Article Text
Abstract
Background It has been argued that as smoking prevalence declines in countries, the smokers that remain include higher proportions of those who are unwilling or unable to quit (a process known as ‘hardening’). Smokeless tobacco and e-cigarettes have been promoted as a strategy to deal with such smokers. If hardening is occurring, there would be a positive association between smoking prevalence and quitting, with less quitting at lower prevalence. There would also be a neutral or negative association between prevalence and the number of cigarettes smoked.

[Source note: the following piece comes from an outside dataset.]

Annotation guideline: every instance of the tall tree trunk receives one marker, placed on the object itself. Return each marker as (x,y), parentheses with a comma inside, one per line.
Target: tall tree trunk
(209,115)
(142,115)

Methods We examined US state-level associations using the Tobacco Use Supplement (1992/1993–2010/2011) and Eurobarometer surveys for 31 European countries (2006–2009–2012) using regressions of quit attempts, quit ratios, and number of cigarettes smoked on smoking prevalence over time.
Results For each 1% drop in smoking prevalence, quit attempts increase by 0.55%±.07 (p<0.001) in the USA and remain stable in Europe (p=0.53), US quit ratios increase by 1.13%±0.06 (p<0.001), and consumption drops by 0.32 cig/day±0.02 (p<0.001) in the USA and 0.22 cig/day±0.05 (p<0.001) in Europe. These associations remain stable over time (p>0.24), with significantly lower consumption at any given prevalence level as time passed in the USA (−0.15 (cig/day)/year±0.06, p<0.05).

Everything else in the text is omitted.